Tudo, em toda a parte, possui uma ordem, uma lógica, que nos faz interligados. Hermes Trismegisto já dizia que o que está em cima é como o que está embaixo e vice-versa. Muitos já observaram como o átomo e o sistema solar são semelhantes - em termos de massa proporcional do núcleo/sol em relação aos elétrons/planetas e em termos de suas órbitas, por exemplo. E, quando estudamos a psicologia/filosofia (si-mesmo), a ciência/natureza (universo) e a religião/mitologia (deuses), essa máxima délfica acima demonstra cada vez mais a sua veracidade.
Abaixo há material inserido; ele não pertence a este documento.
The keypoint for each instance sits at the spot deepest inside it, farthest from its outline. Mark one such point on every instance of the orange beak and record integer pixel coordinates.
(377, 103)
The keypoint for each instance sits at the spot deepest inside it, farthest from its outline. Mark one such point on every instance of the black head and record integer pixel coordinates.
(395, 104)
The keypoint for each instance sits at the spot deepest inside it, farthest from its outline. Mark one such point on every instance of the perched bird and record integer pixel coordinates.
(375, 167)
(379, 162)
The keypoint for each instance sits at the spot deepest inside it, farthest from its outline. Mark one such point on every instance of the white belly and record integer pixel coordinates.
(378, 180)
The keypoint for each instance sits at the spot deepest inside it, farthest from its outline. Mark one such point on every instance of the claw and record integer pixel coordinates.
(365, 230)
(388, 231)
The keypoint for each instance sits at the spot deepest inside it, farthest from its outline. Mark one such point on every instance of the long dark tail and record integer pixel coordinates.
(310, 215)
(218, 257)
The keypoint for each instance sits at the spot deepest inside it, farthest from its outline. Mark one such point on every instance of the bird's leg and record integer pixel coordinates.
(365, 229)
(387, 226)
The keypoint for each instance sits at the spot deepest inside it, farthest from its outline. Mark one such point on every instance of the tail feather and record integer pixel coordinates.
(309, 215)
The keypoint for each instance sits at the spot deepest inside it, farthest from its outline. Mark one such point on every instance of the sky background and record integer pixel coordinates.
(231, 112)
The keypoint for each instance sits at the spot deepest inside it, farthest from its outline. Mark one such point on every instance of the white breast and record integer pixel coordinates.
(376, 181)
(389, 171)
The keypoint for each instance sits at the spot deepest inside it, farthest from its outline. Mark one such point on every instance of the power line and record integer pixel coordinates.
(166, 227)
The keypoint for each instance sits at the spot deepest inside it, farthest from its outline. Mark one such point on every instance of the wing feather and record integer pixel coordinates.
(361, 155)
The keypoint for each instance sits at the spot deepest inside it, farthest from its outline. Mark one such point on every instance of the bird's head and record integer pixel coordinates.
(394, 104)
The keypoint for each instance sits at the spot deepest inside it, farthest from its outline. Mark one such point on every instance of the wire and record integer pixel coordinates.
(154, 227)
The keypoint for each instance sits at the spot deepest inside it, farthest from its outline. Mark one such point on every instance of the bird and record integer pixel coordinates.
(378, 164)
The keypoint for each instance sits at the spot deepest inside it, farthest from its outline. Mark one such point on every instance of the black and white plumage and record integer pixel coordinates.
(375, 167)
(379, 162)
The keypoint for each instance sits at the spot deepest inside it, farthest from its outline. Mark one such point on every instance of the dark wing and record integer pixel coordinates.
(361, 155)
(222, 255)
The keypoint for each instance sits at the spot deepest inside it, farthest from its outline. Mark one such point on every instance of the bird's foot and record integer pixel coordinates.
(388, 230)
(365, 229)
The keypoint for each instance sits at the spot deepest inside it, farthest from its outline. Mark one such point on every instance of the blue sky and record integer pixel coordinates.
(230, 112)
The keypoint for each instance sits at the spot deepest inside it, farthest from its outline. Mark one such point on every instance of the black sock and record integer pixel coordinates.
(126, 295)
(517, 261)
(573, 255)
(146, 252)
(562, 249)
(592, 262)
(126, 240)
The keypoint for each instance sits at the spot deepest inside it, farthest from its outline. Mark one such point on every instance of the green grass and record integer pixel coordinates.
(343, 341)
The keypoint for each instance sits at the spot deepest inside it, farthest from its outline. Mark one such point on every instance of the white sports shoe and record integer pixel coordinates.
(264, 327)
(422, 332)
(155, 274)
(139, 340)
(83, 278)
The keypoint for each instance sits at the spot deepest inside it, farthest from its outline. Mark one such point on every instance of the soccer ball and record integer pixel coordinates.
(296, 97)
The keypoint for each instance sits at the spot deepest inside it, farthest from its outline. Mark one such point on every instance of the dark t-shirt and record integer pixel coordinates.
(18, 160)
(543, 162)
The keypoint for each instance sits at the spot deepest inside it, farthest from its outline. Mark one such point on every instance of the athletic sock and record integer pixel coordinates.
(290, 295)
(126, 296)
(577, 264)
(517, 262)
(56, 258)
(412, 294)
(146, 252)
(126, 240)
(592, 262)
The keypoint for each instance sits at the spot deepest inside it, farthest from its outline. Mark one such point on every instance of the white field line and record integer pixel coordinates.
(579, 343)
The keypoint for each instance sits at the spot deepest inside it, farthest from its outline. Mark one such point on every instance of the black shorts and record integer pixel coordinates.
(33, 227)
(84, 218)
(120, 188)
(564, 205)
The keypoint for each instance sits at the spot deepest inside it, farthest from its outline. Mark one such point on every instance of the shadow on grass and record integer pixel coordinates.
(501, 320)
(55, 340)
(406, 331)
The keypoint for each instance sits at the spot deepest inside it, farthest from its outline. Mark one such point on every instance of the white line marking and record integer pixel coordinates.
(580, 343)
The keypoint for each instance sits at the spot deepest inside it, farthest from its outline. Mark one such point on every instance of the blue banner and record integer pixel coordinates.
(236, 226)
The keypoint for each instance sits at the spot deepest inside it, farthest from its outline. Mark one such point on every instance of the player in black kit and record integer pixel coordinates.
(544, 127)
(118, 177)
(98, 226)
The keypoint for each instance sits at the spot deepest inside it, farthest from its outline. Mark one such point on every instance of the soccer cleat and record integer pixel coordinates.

Bem ou mal, nosso limite é o sistema solar. A gente sabe pouco lá de fora dele. Sim, houve o telescópio Hubble como pioneiro (que existe apenas há quase 21 anos e que será desativado daqui a mais uns 4) e existiram algumas sondas que mais mandaram informação lá para fora do que trouxeram, mas uma das historinhas curiosas com relação a isso, que me fez pensar, foi a de uma sonda posterior que atingiu uma região de choque, uma camada turbulenta, ao se aproximar dos confins do sistema solar, bem ali perto de Netuno. Os antigos já falavam sobre existir uma espécie de barreira intergaláctica, e Netuno (Poseidon) é o deus responsável pelos terremotos e turbulências. Sempre que a gente chega numa situação limite, também ficamos 'balançados', 'sacudidos'. Universo, deuses, si mesmo, funcionam parecido. Conhecendo um, alcançamos a compreensão dos outros. E o que mais temos para observar, onde quer que vamos, somos nós, e em seguida a natureza.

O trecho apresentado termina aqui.